A Chinese archaeologist and his colleagues unearthed the remains of a man, buried approximately 2,400 to 2,800 years ago, whose family had carefully placed 13, three-foot cannabis plants in his tomb.
The archeology team, led by Hongen Jiang, is calling the discovery of this ancient burial in northwest China’s Turpan Basin, an “extraordinary cache of cannabis,” which adds significantly to understanding how ancient Eurasian cultures used marijuana for ritual and medicinal purposes.
According to the report published in the journal Economic Botany, the cannabis plants were practically intact, except for most of the flowers which had been clipped. Jiang concluded that because of their excellent condition, the plants were freshly and locally harvested in late summer.
Since previous cannabis finds in Turpan burials consisted only of plant parts, it has been difficult for researchers to determine whether the plant was grown locally or obtained through trade with neighboring regions, National Geographic reported.

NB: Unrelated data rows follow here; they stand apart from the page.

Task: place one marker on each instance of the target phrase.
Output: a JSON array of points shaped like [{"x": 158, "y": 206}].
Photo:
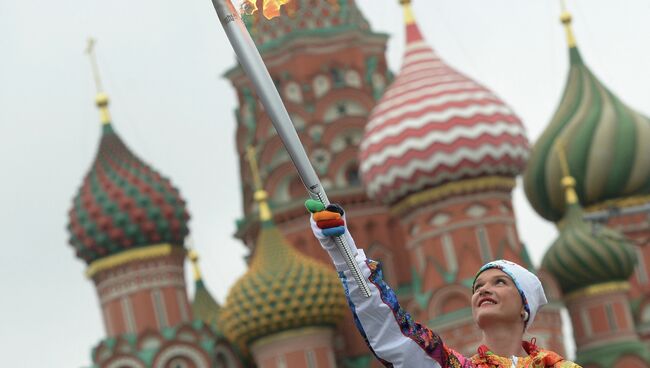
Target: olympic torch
[{"x": 251, "y": 60}]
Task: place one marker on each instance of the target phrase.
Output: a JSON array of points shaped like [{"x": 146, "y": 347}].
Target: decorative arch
[
  {"x": 180, "y": 353},
  {"x": 124, "y": 361},
  {"x": 342, "y": 139},
  {"x": 448, "y": 299},
  {"x": 344, "y": 108},
  {"x": 644, "y": 312},
  {"x": 343, "y": 94},
  {"x": 224, "y": 357},
  {"x": 551, "y": 288},
  {"x": 277, "y": 183}
]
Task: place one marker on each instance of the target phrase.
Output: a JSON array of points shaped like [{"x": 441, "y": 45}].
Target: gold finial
[
  {"x": 101, "y": 99},
  {"x": 409, "y": 18},
  {"x": 566, "y": 19},
  {"x": 194, "y": 258},
  {"x": 260, "y": 194},
  {"x": 568, "y": 182}
]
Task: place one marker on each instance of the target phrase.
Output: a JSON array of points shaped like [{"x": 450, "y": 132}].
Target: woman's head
[{"x": 504, "y": 292}]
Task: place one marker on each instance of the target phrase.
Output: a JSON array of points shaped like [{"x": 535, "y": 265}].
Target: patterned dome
[
  {"x": 608, "y": 152},
  {"x": 434, "y": 125},
  {"x": 582, "y": 256},
  {"x": 304, "y": 17},
  {"x": 123, "y": 203},
  {"x": 204, "y": 307},
  {"x": 282, "y": 290}
]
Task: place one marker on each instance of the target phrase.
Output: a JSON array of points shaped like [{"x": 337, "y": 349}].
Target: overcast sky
[{"x": 161, "y": 63}]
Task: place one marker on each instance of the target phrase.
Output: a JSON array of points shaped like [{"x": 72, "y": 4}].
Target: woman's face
[{"x": 496, "y": 299}]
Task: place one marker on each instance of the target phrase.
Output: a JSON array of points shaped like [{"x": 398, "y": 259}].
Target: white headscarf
[{"x": 529, "y": 286}]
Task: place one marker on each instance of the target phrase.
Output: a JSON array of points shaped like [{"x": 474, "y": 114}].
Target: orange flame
[{"x": 271, "y": 8}]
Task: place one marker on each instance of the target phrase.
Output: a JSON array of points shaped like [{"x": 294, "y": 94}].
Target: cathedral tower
[
  {"x": 592, "y": 268},
  {"x": 128, "y": 224},
  {"x": 330, "y": 69},
  {"x": 609, "y": 157},
  {"x": 284, "y": 310},
  {"x": 443, "y": 152}
]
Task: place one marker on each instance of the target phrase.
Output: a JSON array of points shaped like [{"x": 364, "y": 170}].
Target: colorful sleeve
[{"x": 393, "y": 337}]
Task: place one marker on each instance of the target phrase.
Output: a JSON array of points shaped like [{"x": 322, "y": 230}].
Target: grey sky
[{"x": 161, "y": 63}]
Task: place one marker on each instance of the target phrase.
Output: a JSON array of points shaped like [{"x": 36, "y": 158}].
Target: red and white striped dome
[{"x": 433, "y": 126}]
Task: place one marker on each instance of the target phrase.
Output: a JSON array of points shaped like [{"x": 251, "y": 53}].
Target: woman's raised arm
[{"x": 393, "y": 337}]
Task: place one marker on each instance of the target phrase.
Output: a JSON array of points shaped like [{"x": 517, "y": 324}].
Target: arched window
[{"x": 352, "y": 176}]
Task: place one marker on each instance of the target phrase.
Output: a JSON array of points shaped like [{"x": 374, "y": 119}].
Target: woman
[{"x": 505, "y": 300}]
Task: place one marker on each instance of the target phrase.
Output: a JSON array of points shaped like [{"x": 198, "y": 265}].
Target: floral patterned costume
[{"x": 397, "y": 341}]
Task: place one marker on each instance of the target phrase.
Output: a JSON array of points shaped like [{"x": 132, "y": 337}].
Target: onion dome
[
  {"x": 583, "y": 255},
  {"x": 204, "y": 307},
  {"x": 300, "y": 18},
  {"x": 608, "y": 152},
  {"x": 435, "y": 125},
  {"x": 123, "y": 203},
  {"x": 282, "y": 290}
]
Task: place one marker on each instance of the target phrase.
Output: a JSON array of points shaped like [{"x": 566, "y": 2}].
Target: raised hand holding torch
[{"x": 252, "y": 63}]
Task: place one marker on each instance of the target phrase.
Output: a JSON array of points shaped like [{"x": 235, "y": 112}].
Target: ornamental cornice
[
  {"x": 132, "y": 255},
  {"x": 593, "y": 290},
  {"x": 453, "y": 189}
]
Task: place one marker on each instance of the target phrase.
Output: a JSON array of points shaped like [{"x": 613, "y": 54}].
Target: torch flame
[{"x": 271, "y": 8}]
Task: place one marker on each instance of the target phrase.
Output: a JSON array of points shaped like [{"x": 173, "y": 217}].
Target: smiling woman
[{"x": 505, "y": 300}]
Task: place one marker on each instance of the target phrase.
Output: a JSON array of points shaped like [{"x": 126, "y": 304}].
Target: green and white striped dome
[
  {"x": 583, "y": 255},
  {"x": 607, "y": 145}
]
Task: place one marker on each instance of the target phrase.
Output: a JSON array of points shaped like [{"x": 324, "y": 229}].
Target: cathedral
[{"x": 424, "y": 160}]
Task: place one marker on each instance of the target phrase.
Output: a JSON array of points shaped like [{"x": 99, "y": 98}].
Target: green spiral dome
[
  {"x": 282, "y": 290},
  {"x": 584, "y": 256},
  {"x": 607, "y": 147},
  {"x": 123, "y": 204},
  {"x": 302, "y": 18}
]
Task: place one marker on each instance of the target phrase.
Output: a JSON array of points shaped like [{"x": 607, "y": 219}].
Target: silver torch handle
[{"x": 251, "y": 60}]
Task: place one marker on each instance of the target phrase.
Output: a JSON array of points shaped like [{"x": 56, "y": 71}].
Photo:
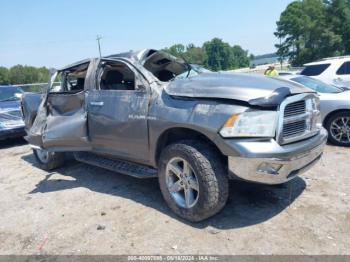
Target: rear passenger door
[
  {"x": 118, "y": 111},
  {"x": 343, "y": 75}
]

This is the first time ever that archaeologists have recovered complete cannabis plants, as well as the first incidence of their use as a “shroud” or covering in a human burial, said Jiang.
This discovery also adds to a growing collection of archaeological evidence showing that cannabis consumption was “very popular” across the Eurasian steppe thousands of years ago.
Cannabis plant parts have been found in a few other Turpan burials, most notably in a contemporaneous burial in a nearby Yanghai cemetery discovered nearly a decade ago. That tomb was found to have contained nearly two pounds of cannabis seeds.
West of Turpan, cannabis seeds have also been found in southern Siberian burial sites, including one of a woman thought to have died of breast cancer—the mummified Ukok “princess”—who archeologists say used cannabis to ease her symptoms.
Cannabis has been helping people with medical issues for a very long time, including making their trip to the afterlife a pleasant experience.